Up country in one of the remote areas some young tourists (a Japanese couple I think) became seriously ill with a debilitating infection. There was rudimentary medical care at a clinic but no hospital. Riaz took them home and he and his family cared for them until they were able to travel, not for days, but for weeks. and refused recompense, though a drivers salary was not significant. Mud walls and dirt floors can contain great beneficence!

Now there is a disciple….abiding in love. Was he a Christian? No….but his actions were an illustration of Jesus’ challenge.

Humans are created to be with God and one another like the branch with the vine. When Christ-like love draws us deeper into relationship, mutual respect, and trust, the essence of worth becomes an expression of love between brothers and sisters in Christ.
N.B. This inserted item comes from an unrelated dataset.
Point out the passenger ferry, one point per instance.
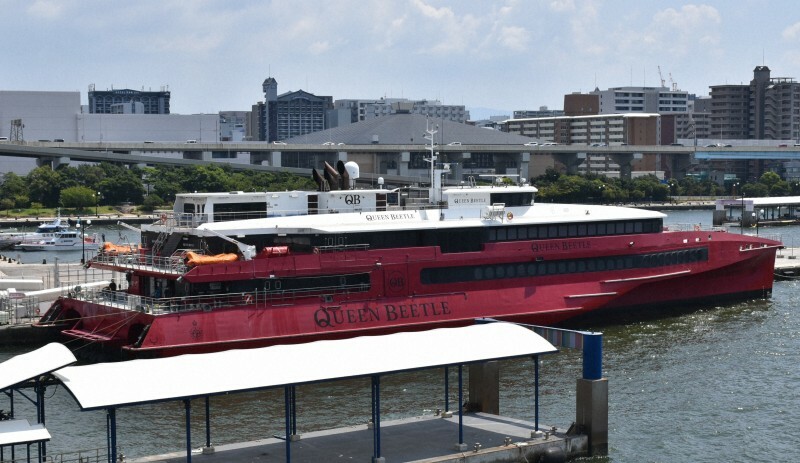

We dwell in God’s love. In love, God pursues us. As Jesus said, “You did not choose me but I chose you.” This continues to be the miracle in this enduring story of love. God pursues us because God wants to be in relationship with us where true love flows inward and outward. And when this joy of God is in us, our joy is complete! Let us ask ourselves, when have we experienced God’s pursuit in our life and the invitation to abide in God’s grace and love?